For complex samples with multiple components (e.g., human blood), spectroscopic analysis of the target component must mitigate the disturbance of the other components. Appropriate wavelength selection is an important but difficult aspect and is essential for improving prediction performance, reducing model complexity, and designing dedicated spectrometers with high SNR. Moving-window partial least squares (MW-PLS) is a well-performed method for continuous waveband selection that employs the initial wavelength and number of wavelengths as parameters [1320]. As a promotion of the MW-PLS method, the recently proposed equidistant combination PLS (EC-PLS) method [21,22] focuses on the selection of the combination of equidistant wavelengths by using initial wavelength, number of wavelengths, and number of wavelength intervals as parameters. This approach can more effectively overcome spectral co-linearity in adjacent wavelengths and enhance the model prediction effect. The EC-PLS method can select all ergodic wavelength combinations with equidistant wavelengths within a large range because of the low freedom degree of its parameters. However, the molecular absorption bands of measured samples are not always equidistant, and the equidistant wavelength combinations selected by EC-PLS may still contain redundant wavelengths. Therefore, EC-PLS needs to be improved further.
In the present study, an allowable model set was established based on an appropriate level of permissibility. The wavelengths in the equidistant model set were sorted and combined according to their frequencies, and an ideal discrete wavelength model was proposed. The high water content of whole-blood samples can lead to saturated absorption and noise interference. Therefore, high-absorption wavebands were removed, and the remaining wavebands were used for modeling.
Savitzky-Golay (SG) smoothing [13,2325] is a commonly utilized multi-parameter spectral preprocessing method that can effectively eliminate spectral noise. In this study, all modes of SG smoothing were used for modeling, and the optimal mode was selected according to the prediction effects. On this basis, the SG smoothing spectra were used for further optimization with EC-PLS.

Materials and methods

Samples, instruments and reference methods

A chronological, two groups of human peripheral blood samples were collected from a hospital and placed in 0.2% ethylenediaminetetraacetic acid-containing tubes. The first group (180 samples) in the first day was used for modeling, whereas the second group (120 samples) in the second day was used for validation. The Hb values of all samples (300 samples) were measured with a BC-3000Plus automatic blood cell analyzer (Shenzhen Mairui, China) by using the full blood cell count method.
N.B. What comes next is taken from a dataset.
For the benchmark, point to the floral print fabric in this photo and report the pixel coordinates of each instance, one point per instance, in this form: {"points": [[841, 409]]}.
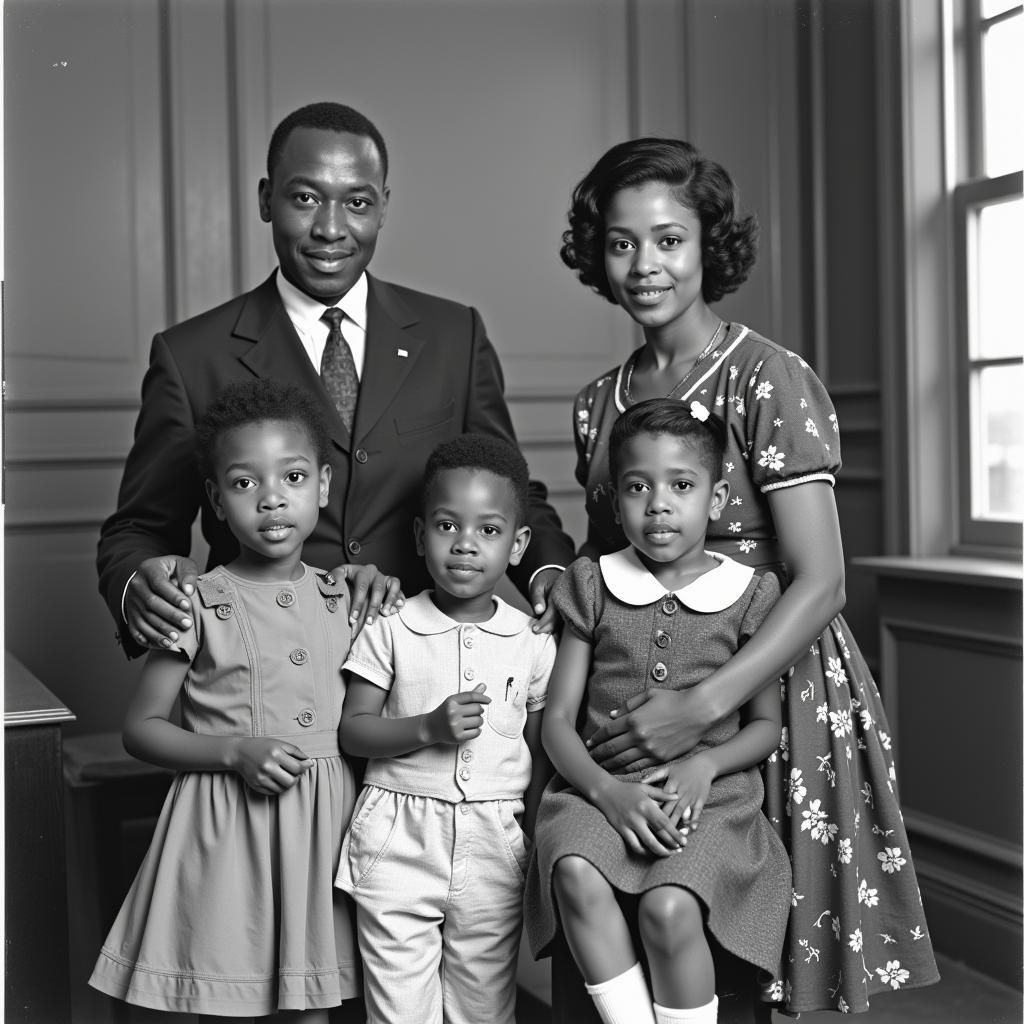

Given that blood samples were collected and used in this study, the informed consent of all individual participants was obtained. Experiments were performed in compliance with relevant laws and institutional guidelines and approved by a local medical institution, which obtained informed consent from all subjects.
The measured values were used as reference values for the calibration, prediction, and validation of spectroscopic analysis. The measured values of the 300 samples ranged from 83 to 161 g·L−1, and the mean value and standard deviation were 125.5 and 14.6 g·L−1, respectively.
The spectra were collected by the XDS Rapid ContentTM liquid grating spectrometer (FOSS, Denmark) equipped with a 2 mm cuvette transmission accessory. The scanning scope of the spectrum spanned 400–2498 nm with a 2 nm wavelength gap, including the entire NIR region and a large part of the visible region. Wavebands of 400–1100 nm and 1100–2498 nm were adopted for silicon and plumbous sulfide detection, respectively. Each sample was measured thrice, and the mean value of the three measurements was used for modeling. The spectra were measured at a temperature of (25±1)°C and relative humidity of (46±1)%.

Evaluation indicators

The 180 modeling samples were randomly divided into calibration (100 samples) and prediction (80 samples) sets. The corresponding root-mean-square (RMS) error and correlation coefficient for prediction were calculated and denoted as RMSEPM and RP,M, respectively. The model parameters were optimized according to the minimum RMSEPM.
Then, the 120 validation samples were utilized to validate the selected models. The corresponding RMS error and correlation coefficient for prediction in validation set were calculated and denoted as RMSEP and RP, respectively. The relative RMSEP and the ratio of performance to deviation were further calculated and denoted as RRMSEP and RPD, respectively. Among them RRMSEP=RMSEPC AVE, RPD=CSDRMSEP , CAVE, CSDis the mean values and the standard deviation of actual measured values for validation set, respectively.
Quantitative analyses of Hb was performed according to these processes.

PLS with SG smoothing

The parameters of the SG method include the order of derivatives (d), the degree of polynomial (p), and the number of smoothing points (m, odd). In the original work on SG [24], parameters d, p, and m were set to d = 0, 1, 2, 3, 4, 5; p = 2, 3, 4, 5, 6; and m = 5, 7,..., 25. Considering that the absolute values of the fourth and fifth derivatives are very small (which means a large amount of spectral information is missing), the SG modes using these derivatives were not used for screening in this study. The remaining 99 modes were adopted. Furthermore, if the wavelength gap and number of smoothing points are small, then the smoothing window is narrow and the information in the window for smoothing is insufficient, and it is difficult to get satisfactory preprocessing effects. Thus, it was necessary to expand the number of smoothing points (m).
In the present study, m was expanded to 5, 7,..., 51 (odd). The calculation formulas for the added SG smoothing modes were derived, and 264 modes were obtained. That is, the parameters were set to d = 0, 1, 2, 3; p = 2, 3, 4, 5, 6; and m = 5, 7,..., 51. The number of latent variables (F) was set to F = 1, 2,..., 20. A PLS model was established for each SG smoothing mode, and the optimal smoothing mode was selected according to the minimum RMSEPM.

EC-PLS method

The EC-PLS method selects an appropriate combination of equidistant wavelengths through PLS modeling. The parameters used in this study were 1) initial wavelength (I), 2) number of wavelengths (N), 3) number of wavelength intervals (G), and 4) number of latent variables (F). In a specific screening region, each combination of equidistant wavelengths, which corresponded to a parameter combination (I,N,G), was employed to establish PLS calibration and prediction models. The optimal F was also determined according to the prediction effect. The optimal parameter combination (I,N,G) was further screened according to the prediction effect of the PLS models.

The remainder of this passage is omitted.